門口一聲哐當,室內的人都聞聲看了過去,正好看到淚眼婆娑的雅侍妾,她的腳下是撒了一地盤子裏的水。

“王爺,王爺好好的,怎麽會受傷的?”雅侍妾扶着門框搖搖欲墜,弱柳扶風的姿态無疑是讓人心生憐惜的,可惜在場的人目前都沒有這個心思在。

蕭傲宇躺在床上,文子謙一身的幹淨,也就只有白淩笙是一身的血污。

雅侍妾只消一眼就看了個明白,原本的擔心在接觸到白淩笙時瞬間變了個模樣。

“是你,是你對不對?自從你來了七王府以後,王爺就将所有精力都放在了你身上,你還要害得他屢次為你費神,現在還要累得他因為你而受傷。白淩笙你這個害人精,你怎麽不去死!”

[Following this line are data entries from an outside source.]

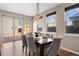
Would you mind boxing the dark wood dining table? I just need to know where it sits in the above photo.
[35,37,53,56]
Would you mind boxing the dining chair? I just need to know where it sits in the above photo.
[21,35,27,53]
[44,38,62,56]
[27,36,39,56]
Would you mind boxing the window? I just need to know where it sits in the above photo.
[47,12,56,32]
[65,4,79,34]
[37,19,43,31]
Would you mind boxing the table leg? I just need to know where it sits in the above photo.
[40,45,44,56]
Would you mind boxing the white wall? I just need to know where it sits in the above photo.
[33,3,79,53]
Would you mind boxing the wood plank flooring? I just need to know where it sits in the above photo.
[1,40,75,56]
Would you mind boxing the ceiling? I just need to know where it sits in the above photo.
[0,3,59,16]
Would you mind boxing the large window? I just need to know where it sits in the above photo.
[47,12,56,32]
[65,4,79,34]
[37,19,43,31]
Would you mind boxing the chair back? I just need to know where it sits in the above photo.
[21,35,27,46]
[48,38,61,56]
[27,36,37,52]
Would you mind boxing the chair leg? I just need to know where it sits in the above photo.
[22,46,24,52]
[25,47,27,56]
[29,51,30,56]
[33,53,35,56]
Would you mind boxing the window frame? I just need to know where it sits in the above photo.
[46,11,57,33]
[64,3,79,36]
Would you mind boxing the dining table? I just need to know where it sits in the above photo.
[34,37,53,56]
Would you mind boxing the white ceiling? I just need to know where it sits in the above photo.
[0,3,59,16]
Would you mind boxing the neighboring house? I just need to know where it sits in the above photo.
[70,13,79,27]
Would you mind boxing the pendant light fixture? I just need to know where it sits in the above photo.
[35,3,42,21]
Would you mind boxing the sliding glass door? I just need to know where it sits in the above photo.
[2,16,13,42]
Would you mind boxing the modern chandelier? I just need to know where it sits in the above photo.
[35,3,42,21]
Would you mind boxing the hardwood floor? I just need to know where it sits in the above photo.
[1,41,75,56]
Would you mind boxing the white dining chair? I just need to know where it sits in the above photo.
[27,36,38,56]
[44,38,62,56]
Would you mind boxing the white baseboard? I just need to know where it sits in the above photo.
[60,47,79,55]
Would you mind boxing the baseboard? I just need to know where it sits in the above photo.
[60,47,79,56]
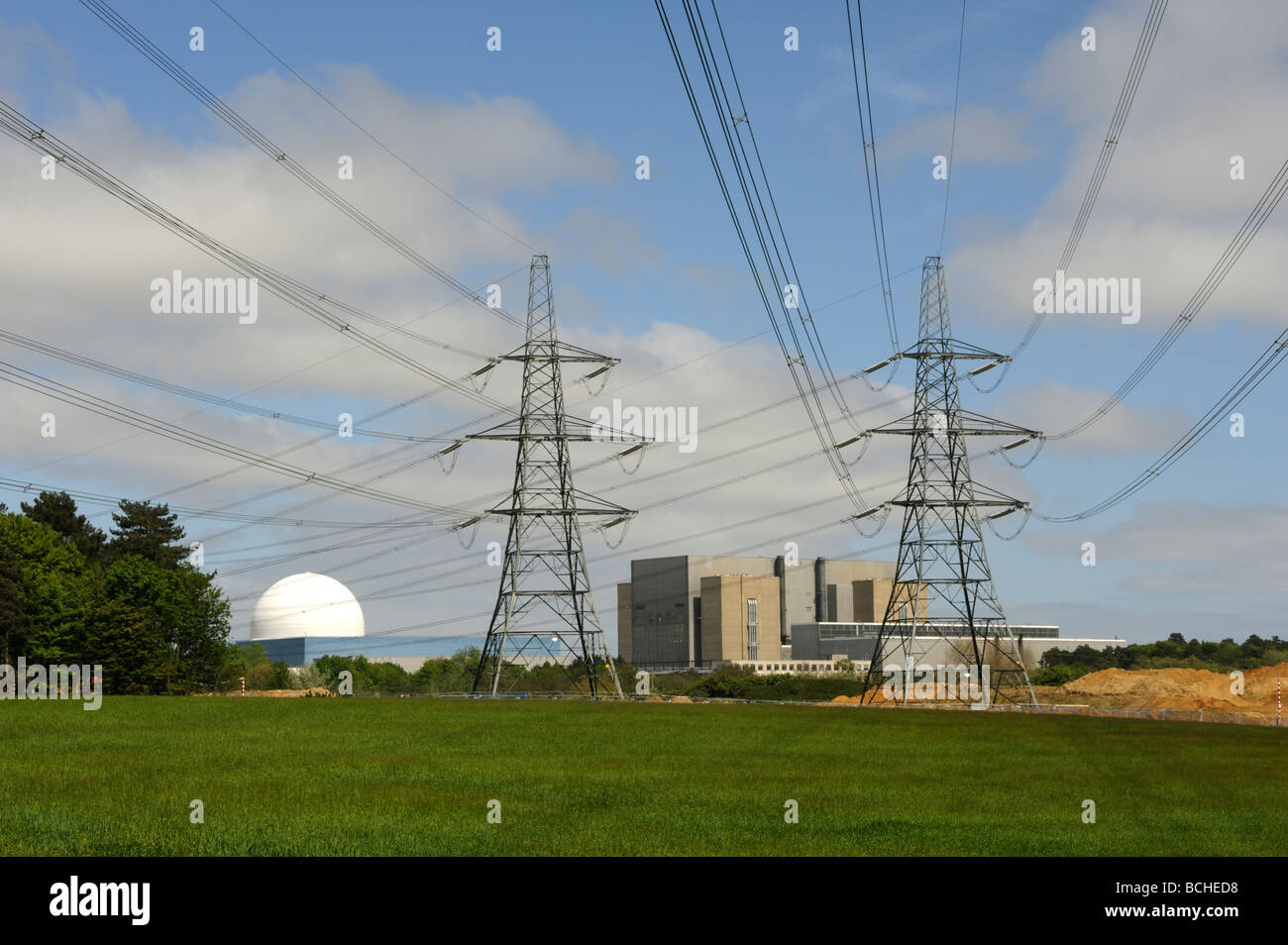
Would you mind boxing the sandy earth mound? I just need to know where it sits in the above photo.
[1057,663,1288,718]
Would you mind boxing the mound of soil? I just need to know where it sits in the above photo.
[1059,663,1288,718]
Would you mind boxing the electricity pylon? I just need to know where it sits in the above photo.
[467,255,644,697]
[864,257,1042,704]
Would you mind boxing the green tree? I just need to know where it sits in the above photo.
[107,498,188,568]
[0,512,93,663]
[0,541,31,666]
[22,491,107,562]
[86,596,168,695]
[103,555,229,692]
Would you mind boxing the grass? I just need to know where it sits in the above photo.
[0,696,1288,856]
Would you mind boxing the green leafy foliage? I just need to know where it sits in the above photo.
[0,491,231,694]
[1030,633,1288,686]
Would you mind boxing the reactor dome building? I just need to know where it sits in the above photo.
[250,572,366,666]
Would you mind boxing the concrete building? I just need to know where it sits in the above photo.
[783,620,1127,672]
[617,555,894,670]
[617,555,1125,674]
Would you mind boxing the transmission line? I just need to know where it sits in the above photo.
[80,0,524,327]
[210,0,540,253]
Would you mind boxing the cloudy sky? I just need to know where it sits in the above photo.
[0,0,1288,651]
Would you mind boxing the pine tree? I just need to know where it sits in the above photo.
[22,491,107,562]
[108,498,188,568]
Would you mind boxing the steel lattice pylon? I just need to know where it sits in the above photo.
[866,257,1042,703]
[468,255,641,697]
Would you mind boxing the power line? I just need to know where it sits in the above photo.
[937,0,966,258]
[970,0,1167,394]
[845,0,899,352]
[0,100,512,408]
[0,330,451,443]
[80,0,523,327]
[0,362,465,515]
[210,0,538,253]
[654,0,867,510]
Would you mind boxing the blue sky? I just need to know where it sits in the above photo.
[0,0,1288,651]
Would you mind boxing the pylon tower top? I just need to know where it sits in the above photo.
[867,257,1042,701]
[467,255,644,697]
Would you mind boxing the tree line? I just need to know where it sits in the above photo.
[0,491,231,694]
[1029,633,1288,686]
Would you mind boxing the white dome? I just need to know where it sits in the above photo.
[250,572,366,640]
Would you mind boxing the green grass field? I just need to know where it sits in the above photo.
[0,696,1288,856]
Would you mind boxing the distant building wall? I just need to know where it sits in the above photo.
[617,583,631,663]
[631,556,693,666]
[855,578,928,623]
[700,575,781,661]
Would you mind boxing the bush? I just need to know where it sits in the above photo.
[1029,665,1089,686]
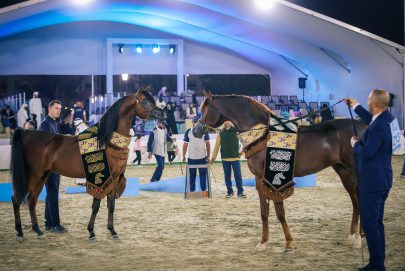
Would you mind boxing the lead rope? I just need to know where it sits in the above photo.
[347,103,364,265]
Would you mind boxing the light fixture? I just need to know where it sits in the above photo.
[255,0,276,11]
[73,0,93,5]
[169,45,176,55]
[118,44,124,54]
[152,45,160,54]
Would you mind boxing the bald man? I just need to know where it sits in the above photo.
[345,89,394,270]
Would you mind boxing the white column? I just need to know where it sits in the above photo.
[106,39,113,96]
[176,40,184,96]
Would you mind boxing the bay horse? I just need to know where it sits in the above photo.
[193,92,366,252]
[10,90,165,241]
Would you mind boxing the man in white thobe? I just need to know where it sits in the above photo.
[30,91,42,125]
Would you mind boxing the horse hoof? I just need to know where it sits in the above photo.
[284,247,295,254]
[256,243,267,251]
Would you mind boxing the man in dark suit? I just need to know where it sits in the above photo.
[38,100,67,233]
[346,89,394,270]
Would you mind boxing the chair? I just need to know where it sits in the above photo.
[184,96,193,104]
[290,95,298,105]
[171,96,181,106]
[267,102,277,110]
[280,95,290,105]
[309,102,319,110]
[262,96,270,104]
[270,95,280,104]
[298,102,308,109]
[195,96,204,105]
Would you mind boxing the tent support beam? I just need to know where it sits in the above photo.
[279,55,308,78]
[318,47,350,73]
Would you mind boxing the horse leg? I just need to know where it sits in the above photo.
[107,193,120,240]
[29,196,44,238]
[274,201,294,253]
[11,196,25,242]
[332,165,361,248]
[87,197,101,241]
[256,187,269,250]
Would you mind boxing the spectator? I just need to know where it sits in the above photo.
[39,100,67,233]
[1,105,17,136]
[164,102,178,134]
[157,87,167,98]
[345,89,394,270]
[148,121,168,182]
[132,134,143,167]
[321,104,333,122]
[156,97,166,109]
[29,91,42,124]
[167,137,178,165]
[73,101,87,122]
[59,108,76,135]
[183,117,210,192]
[17,104,28,128]
[211,121,246,198]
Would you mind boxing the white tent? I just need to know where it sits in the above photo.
[0,0,405,123]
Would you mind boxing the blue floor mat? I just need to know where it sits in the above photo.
[65,178,139,197]
[224,174,316,187]
[140,175,207,193]
[0,183,46,202]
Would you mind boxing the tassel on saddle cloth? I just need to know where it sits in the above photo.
[78,124,131,199]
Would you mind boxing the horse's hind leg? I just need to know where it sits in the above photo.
[11,196,24,242]
[333,165,361,247]
[107,193,119,240]
[256,187,269,250]
[274,201,294,253]
[29,196,44,238]
[87,198,101,241]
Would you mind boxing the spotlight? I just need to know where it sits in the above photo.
[255,0,276,10]
[169,45,176,55]
[152,45,160,54]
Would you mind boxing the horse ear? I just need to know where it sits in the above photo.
[203,89,212,98]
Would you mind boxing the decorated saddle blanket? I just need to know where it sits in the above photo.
[78,124,131,199]
[263,127,298,192]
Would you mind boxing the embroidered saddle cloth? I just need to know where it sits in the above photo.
[78,124,131,199]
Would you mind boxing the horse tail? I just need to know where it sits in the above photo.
[10,128,28,203]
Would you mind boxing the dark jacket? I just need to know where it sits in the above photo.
[38,115,60,134]
[354,105,394,193]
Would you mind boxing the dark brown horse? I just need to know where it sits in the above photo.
[193,93,366,252]
[10,90,164,241]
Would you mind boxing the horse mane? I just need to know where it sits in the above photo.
[97,96,126,148]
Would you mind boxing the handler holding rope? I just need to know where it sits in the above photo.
[345,89,394,270]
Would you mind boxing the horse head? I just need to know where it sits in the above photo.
[193,90,226,138]
[135,90,166,120]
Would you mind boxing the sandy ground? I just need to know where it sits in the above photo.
[0,157,405,271]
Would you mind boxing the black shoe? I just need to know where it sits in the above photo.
[50,225,67,233]
[238,192,246,198]
[226,191,233,199]
[358,264,385,271]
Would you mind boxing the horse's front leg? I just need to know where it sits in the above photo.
[107,193,119,240]
[256,185,269,250]
[87,197,101,241]
[274,201,294,253]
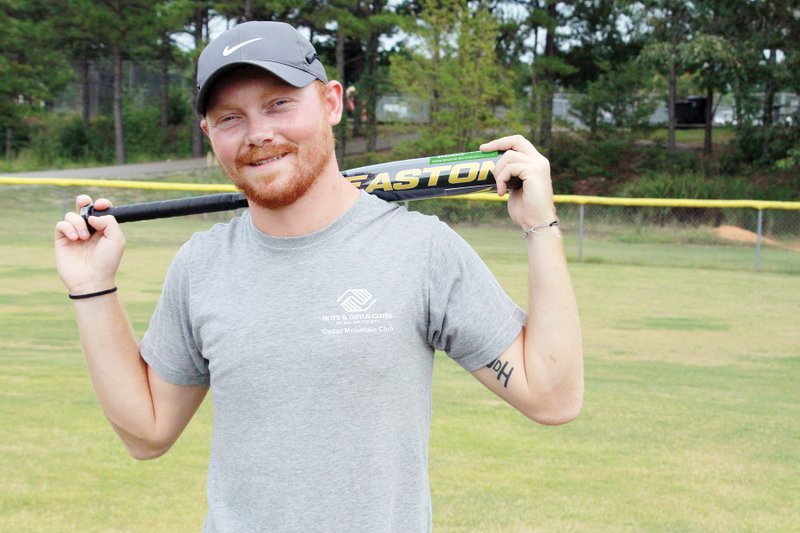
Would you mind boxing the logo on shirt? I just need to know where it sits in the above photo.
[336,289,378,313]
[321,289,394,335]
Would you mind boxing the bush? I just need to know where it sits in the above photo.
[721,123,800,170]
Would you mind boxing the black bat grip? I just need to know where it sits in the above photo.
[80,192,247,233]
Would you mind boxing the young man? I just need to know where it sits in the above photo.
[55,22,583,532]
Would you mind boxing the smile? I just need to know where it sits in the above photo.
[250,154,286,167]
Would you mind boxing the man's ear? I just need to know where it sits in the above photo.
[325,80,344,126]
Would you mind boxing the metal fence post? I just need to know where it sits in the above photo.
[756,208,764,272]
[578,204,584,263]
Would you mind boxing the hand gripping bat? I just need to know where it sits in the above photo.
[80,152,522,227]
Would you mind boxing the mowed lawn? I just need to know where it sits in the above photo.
[0,188,800,533]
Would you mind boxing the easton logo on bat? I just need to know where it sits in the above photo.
[343,152,498,193]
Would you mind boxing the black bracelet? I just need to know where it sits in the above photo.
[69,287,117,300]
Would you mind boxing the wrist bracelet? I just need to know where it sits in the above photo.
[522,220,558,239]
[68,287,117,300]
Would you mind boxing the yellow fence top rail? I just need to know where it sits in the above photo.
[0,176,800,210]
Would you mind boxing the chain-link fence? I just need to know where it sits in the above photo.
[0,178,800,275]
[409,195,800,274]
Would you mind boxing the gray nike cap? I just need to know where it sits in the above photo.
[197,21,328,116]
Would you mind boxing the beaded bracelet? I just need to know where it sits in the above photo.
[68,287,117,300]
[522,220,558,239]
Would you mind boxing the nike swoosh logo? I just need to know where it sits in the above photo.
[222,37,263,57]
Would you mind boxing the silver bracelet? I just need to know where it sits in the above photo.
[522,220,558,239]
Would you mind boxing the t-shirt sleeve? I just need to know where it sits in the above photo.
[139,241,210,386]
[428,223,525,372]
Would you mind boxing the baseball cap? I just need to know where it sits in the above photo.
[197,21,328,115]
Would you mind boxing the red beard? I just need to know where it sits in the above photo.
[230,125,334,209]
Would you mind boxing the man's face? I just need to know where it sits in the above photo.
[202,67,341,209]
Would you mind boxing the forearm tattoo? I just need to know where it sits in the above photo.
[486,358,514,389]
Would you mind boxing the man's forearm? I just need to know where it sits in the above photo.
[524,228,583,424]
[75,294,155,448]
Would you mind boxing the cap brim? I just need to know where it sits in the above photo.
[197,60,317,116]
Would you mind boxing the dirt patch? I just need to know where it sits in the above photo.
[714,226,800,250]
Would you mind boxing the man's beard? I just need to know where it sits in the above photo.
[229,123,334,209]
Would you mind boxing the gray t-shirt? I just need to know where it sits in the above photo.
[141,194,525,532]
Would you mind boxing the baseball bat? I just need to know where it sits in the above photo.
[80,151,522,227]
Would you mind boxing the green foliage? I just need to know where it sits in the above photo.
[391,0,516,153]
[617,173,758,200]
[572,61,657,133]
[723,123,800,172]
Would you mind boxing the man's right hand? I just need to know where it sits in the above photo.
[55,194,125,294]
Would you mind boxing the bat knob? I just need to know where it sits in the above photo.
[79,204,106,235]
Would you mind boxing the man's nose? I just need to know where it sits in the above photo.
[245,115,275,146]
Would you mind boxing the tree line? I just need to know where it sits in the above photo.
[0,0,800,185]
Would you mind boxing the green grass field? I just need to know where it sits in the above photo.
[0,187,800,533]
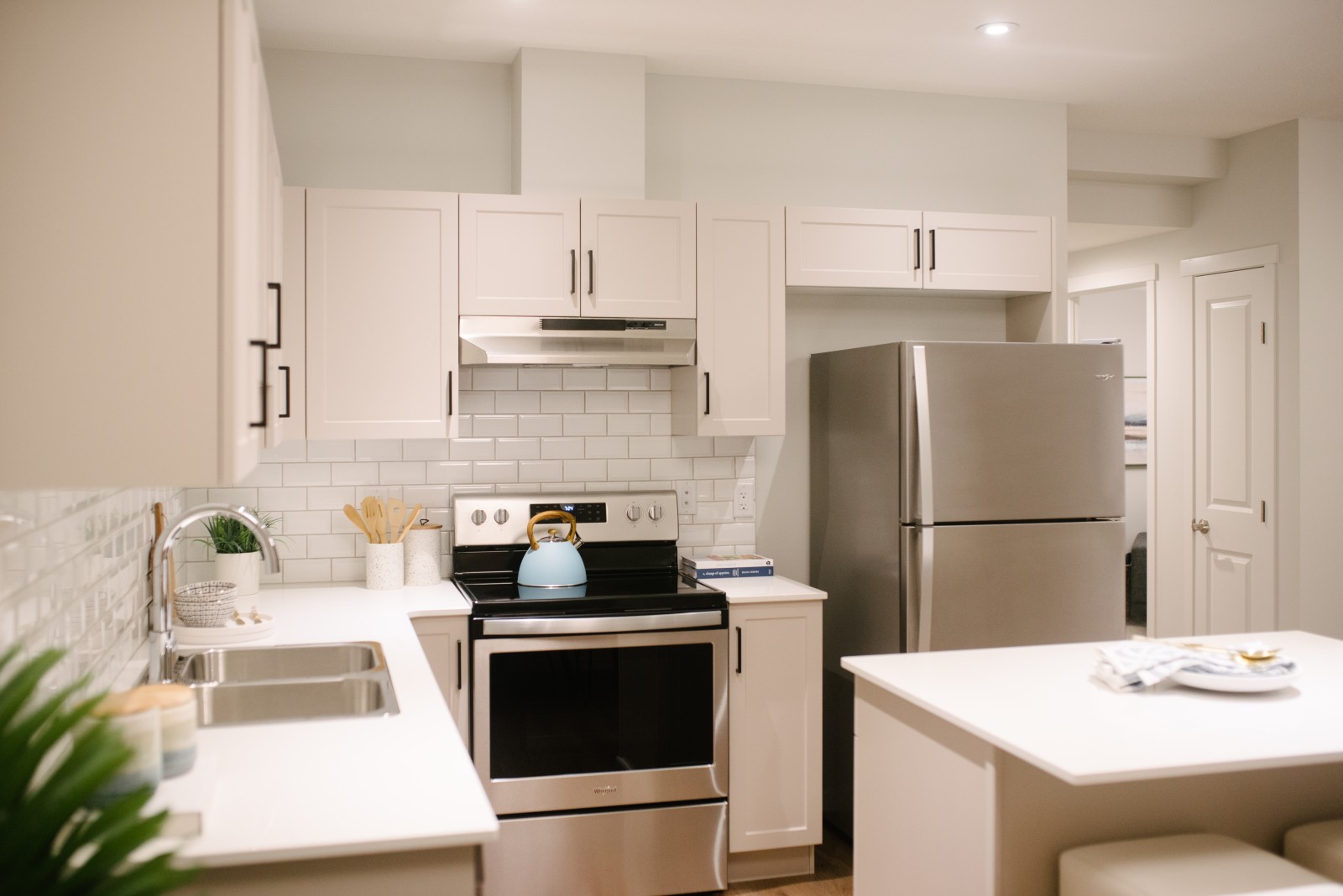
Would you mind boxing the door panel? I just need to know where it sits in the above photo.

那歇斯底裏的模樣,不了解的人看了,都會以為雅侍妾跟白淩笙之間是不是有着深仇大恨。

“放肆,誰允許你進來的,滾出去!”

白淩笙寒着一張臉,指着門外道了這麽一句話,又回轉身繼續剪開蕭傲宇的衣服,一邊放緩了聲音問文子謙,“這裏消毒以後,需要上什麽藥?”

哪知道這一幕落在了雅侍妾的眼裏,更是刺激得她妒火中燒,不顧一切地沖進了室內。

“白淩笙你拿着剪刀想要做什麽,文大夫比你的醫術高明得多。有什麽事情文大夫就能處理,王爺不是你學醫的工具!”

被雅侍妾這麽一撞,白淩笙手上的剪刀險些就戳進了蕭傲宇背上的傷口中,來個傷上加上傷。

哪怕是聖人,被這麽不分青紅皂白的指責,也會惹出幾分火氣,更何況白淩笙本身就不是脾氣多好的一個人。

“我看,想要害死王爺的人是你,沒看到我和文大夫都在全力救治王爺嗎?滾!”

白淩笙一腳就将雅侍妾踹得老遠,直接喊:“侍衛何在?将這個人拖出去。”

室內的混亂聲早就傳到了外間去,只是沒有王爺的召喚,他們不敢輕舉妄動,現在有了白淩笙的呼喚,他們早就按耐不住,借着這個機會沖了進去。

雅侍妾沒想到居淵院裏的侍衛真的聽白淩笙的話沖了進來,臉色青白交替了一陣,撲道蕭傲宇的床前哭訴道:“王爺,妾身也是為了你的安危着想。這個白淩笙來路不明,她一來就攪得王府裏不得安寧,現在又調動王府裏的侍衛進來,指不定那一天就會對王爺你下手啊!王爺,你該要處置的是這個女人而不是妾身啊!”

那一聲聲凄楚的哭喊,響徹在室內衆人的耳邊。侍衛不知如何是好,只得硬着頭皮低頭向在床裏不知何時坐了起來的蕭傲宇拱手請示道:“王爺,這?”

一個小小的妾侍,說來也就是以色侍人的貨色而已。而白淩笙無論将來是否真的入主栖梧院成為王府女主人,目前都是王府裏的貴客。

他們,只能看王爺的決定了。

淩家女孩 說:

各位親愛的抱歉,由于作者這個蠢菇涼今天在路上四處蹦跶,繞得暈頭轉向的,拖到現在才寫完

實在是很抱歉!

咳咳,遲來的愚人節快樂!愛你們喲!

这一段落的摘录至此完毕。